The Dispatcher by John Scalzi
Monday, June 12, 2017 at 10:10AM
TChris in John Scalzi, Science Fiction

Published by Subterranean Press on May 31, 2017

A dispatcher attends high-risk surgeries and, when it appears that a patient is about to die, steps in and uses a device to kill the patient. The body then disappears and the patient almost always wakes up in his or her home. Insurance companies love this. The patient still needs surgery, but maybe the do-over will be successful.

The device has nothing to do with the resurrection, which happens to all murder victims … but only to murder victims. Everyone else who dies is staying dead. Why the laws of nature have decided to make an exception for murder victims is a mystery to everyone.
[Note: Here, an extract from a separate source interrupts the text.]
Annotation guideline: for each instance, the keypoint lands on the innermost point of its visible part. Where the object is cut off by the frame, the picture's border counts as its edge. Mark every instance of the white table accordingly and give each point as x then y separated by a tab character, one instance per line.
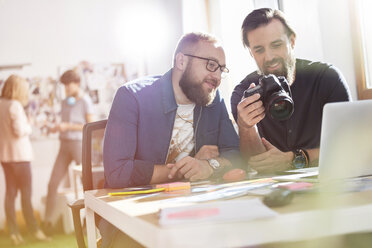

It is such a mystery, in fact, that its defiance of reason or even religious dogma (you can believe in resurrection if you want, but why only murder victims?) sends the story into the realm of fantasy. But that’s the premise, and you need to suspend disbelief if you want to enjoy the story.

Tony Valdez is a dispatcher. He’s substituting for another dispatcher in a hospital. After performing a dispatch, the police tell him that the other dispatcher has disappeared and that Valdez seems to be the last person who spoke to him. At that point, the story becomes a mystery (although presumably not a murder mystery since the dispatcher has not resurrected) as Tony is enlisted by a police detective to help find the missing dispatcher.

The plot is reasonably clever and, given the brevity of the story, the characters are sufficiently developed. I wouldn’t shelve it with John Scalzi’s best works, but I can recommend it as a fun diversion … assuming you can buy into the premise.

Note: I review without regard to price because prices fluctuate and books can often be purchased at a reduced price as remainders or from stores that sell used books. They can also be borrowed from libraries or friends. The Dispatcher is available in a "deluxe" hardcover edition that, at the time of this review, is selling on Amazon for about $24. That's a lot of money for a 128 page book, but it may be sufficiently deluxe to appeal to collectors and fantatic Scalzi fans. The Kindle edition, on the other hand, is $5.99 at this writing. I have only seen the text (which doesn't seem like it would easily fill 128 pages) in an ePub review copy, and I cannot comment upon what makes the hardcover edition "deluxe."